Rablerine iman etmiş bu gençlerin ilk adımı, kendi aralarında iman bağını sağlamlaştırmaları olmuştu. Batıla başkaldırabilmek ancak sağlam bir iman ve bu iman etrafında kenetlenmiş bir grup/cemaat olmakla mümkündür. İnsan ancak o zaman Hakkı üstün tutmak için ayağı kalkma cesaretini kendisinde bulabilir. “O yiğitler (hükümdar karşısında) ayağa kalkarak dediler ki: ‘Bizim Rabbimiz, göklerin ve yerin Rabbidir. Biz, O'ndan başkasına ilah demeyiz. Yoksa saçma sapan konuşmuş oluruz.’” (Kehf, 14)
Bu gün ihtiyacımız olan şey de o gün Ashab-ı Kehf gençlerini harekete geçiren şeydir. Sağlam bir iman ve cemaat ruhu. Zira çobansız koyunu kurt kapar. Evlatlarımızın kurda-kuşa yem olmaması için Türkiye’nin en büyük gençlik teşkilatı olan Anadolu Gençlik Derneği şubeleri en iyi sığınaktır. Bütün aileler hiçbir tereddüd yaşamadan evlatlarını buralara yönlendirebilirler.
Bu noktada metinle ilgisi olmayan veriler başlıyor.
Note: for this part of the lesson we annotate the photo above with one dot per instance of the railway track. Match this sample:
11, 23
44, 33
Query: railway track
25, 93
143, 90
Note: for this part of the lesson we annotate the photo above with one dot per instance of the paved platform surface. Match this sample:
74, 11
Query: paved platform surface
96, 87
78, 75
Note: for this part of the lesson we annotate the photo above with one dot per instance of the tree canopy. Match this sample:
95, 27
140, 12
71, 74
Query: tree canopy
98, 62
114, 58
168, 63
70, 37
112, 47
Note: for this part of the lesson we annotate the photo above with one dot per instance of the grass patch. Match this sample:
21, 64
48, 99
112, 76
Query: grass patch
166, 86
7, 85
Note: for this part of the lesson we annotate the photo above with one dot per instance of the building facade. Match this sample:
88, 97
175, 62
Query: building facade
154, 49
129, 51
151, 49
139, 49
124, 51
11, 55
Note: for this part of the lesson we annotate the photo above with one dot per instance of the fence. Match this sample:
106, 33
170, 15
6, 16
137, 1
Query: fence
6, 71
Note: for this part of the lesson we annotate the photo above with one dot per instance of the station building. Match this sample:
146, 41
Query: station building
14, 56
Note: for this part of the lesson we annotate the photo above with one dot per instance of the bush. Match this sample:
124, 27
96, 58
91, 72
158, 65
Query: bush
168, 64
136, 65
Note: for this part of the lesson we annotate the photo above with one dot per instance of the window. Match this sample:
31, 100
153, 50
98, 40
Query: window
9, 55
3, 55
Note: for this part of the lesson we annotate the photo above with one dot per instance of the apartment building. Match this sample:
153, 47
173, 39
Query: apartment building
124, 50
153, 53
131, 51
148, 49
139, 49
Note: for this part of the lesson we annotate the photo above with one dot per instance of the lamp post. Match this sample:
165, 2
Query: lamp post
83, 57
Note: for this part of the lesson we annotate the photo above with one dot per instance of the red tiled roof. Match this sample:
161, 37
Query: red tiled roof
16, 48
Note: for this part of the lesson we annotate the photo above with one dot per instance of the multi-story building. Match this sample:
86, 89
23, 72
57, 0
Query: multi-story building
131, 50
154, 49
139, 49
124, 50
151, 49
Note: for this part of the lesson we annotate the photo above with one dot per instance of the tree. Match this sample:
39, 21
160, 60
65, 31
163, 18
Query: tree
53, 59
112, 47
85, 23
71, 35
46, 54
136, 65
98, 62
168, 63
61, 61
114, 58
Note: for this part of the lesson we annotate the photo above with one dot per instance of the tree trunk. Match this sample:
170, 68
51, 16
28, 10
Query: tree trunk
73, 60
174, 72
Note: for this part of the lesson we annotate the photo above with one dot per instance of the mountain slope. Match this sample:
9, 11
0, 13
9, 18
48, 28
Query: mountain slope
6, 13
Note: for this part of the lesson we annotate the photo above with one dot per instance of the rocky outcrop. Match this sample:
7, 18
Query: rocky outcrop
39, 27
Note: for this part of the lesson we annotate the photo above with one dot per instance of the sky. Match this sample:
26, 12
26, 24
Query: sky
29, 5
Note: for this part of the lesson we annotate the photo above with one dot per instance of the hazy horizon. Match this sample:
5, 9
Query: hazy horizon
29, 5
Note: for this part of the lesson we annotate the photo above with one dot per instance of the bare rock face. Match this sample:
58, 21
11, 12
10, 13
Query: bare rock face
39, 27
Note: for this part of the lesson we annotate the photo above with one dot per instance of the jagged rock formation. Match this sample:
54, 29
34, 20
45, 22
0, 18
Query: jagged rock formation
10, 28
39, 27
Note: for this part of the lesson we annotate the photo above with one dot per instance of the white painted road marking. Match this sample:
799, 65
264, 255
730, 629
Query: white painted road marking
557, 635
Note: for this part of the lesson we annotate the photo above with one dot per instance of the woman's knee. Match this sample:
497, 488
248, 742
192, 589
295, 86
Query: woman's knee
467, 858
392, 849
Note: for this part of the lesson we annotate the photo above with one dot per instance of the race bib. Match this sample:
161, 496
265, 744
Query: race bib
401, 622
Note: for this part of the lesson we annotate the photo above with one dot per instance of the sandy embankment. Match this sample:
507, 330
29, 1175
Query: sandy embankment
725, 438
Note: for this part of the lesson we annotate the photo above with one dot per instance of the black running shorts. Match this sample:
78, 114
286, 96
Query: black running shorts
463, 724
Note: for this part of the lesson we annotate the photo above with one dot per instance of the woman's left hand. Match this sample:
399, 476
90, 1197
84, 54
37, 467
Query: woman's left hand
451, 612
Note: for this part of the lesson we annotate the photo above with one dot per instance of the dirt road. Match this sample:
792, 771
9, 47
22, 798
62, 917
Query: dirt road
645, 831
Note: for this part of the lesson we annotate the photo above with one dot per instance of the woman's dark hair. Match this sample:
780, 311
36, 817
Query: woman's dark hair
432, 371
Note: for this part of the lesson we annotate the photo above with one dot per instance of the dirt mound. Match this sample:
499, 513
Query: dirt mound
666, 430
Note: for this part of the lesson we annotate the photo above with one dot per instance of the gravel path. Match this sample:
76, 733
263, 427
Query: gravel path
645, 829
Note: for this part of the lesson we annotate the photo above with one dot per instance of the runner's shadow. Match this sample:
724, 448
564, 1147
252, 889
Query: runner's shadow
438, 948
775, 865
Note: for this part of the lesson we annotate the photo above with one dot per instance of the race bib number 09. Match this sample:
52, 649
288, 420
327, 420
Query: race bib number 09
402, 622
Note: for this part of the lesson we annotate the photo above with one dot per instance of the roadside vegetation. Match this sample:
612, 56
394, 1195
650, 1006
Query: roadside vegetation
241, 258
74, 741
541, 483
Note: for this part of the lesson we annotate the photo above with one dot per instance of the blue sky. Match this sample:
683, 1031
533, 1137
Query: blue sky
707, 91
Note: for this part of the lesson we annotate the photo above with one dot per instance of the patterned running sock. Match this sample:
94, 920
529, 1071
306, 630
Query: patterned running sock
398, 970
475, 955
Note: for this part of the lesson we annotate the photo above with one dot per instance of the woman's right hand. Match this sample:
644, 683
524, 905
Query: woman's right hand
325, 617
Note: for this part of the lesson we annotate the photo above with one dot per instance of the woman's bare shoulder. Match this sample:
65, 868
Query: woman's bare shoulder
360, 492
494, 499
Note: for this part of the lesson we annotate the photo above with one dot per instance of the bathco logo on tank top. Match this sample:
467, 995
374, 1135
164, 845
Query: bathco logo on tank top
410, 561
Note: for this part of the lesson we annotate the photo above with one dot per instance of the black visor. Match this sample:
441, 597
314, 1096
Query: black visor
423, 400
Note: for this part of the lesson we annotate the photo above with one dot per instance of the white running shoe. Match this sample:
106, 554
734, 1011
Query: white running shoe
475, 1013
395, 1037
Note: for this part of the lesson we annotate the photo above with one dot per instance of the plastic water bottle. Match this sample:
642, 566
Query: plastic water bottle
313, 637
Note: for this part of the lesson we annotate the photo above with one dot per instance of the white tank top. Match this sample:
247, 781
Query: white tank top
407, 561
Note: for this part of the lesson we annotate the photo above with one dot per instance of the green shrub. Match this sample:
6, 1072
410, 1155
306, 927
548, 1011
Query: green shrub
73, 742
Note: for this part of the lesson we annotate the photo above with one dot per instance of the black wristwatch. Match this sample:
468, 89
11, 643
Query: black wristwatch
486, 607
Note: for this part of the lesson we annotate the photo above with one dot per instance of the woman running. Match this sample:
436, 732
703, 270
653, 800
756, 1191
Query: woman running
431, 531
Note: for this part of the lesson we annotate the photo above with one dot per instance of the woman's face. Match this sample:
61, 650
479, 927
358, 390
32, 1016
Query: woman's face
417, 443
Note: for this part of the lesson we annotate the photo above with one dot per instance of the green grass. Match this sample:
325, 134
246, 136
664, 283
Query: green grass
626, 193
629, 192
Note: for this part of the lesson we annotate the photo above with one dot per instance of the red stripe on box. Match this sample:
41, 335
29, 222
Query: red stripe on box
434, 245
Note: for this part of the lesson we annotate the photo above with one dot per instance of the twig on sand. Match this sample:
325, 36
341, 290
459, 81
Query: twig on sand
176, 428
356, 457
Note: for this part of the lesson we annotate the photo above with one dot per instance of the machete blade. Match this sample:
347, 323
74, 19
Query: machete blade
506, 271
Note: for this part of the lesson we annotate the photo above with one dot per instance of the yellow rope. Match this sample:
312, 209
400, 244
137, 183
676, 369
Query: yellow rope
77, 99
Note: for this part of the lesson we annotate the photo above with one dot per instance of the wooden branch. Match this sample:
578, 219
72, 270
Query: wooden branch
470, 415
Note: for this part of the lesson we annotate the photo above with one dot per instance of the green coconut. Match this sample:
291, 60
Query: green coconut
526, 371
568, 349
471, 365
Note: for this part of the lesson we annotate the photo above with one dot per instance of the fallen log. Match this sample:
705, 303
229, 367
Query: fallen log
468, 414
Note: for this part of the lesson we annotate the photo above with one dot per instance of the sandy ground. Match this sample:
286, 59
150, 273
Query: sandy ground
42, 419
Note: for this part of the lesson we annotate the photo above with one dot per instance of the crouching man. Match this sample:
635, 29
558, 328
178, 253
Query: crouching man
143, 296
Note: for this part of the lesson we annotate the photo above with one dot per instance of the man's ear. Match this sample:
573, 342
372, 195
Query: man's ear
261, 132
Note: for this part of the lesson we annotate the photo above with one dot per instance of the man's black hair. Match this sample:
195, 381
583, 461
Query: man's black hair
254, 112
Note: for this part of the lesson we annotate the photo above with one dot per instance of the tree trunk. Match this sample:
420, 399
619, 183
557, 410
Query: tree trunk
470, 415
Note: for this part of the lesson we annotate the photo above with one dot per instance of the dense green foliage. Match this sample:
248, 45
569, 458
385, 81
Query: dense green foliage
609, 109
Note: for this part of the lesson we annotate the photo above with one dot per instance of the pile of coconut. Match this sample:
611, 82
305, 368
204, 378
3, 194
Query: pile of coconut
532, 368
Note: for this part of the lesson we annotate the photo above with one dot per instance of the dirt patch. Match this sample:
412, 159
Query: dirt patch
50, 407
Zira AGD sorumluları; yurt ve evlerinde kalan öğrencilere yalnızca barınma imkânı sunmakla kalmamakta, bu hizmetle birlikte aynı zamanda onları dava şuuruna sahip iyi birer Müslüman olarak yetiştirmektedir. İşte diğerleriyle AGD’nin farkı bu.
Mustafa Kasadar.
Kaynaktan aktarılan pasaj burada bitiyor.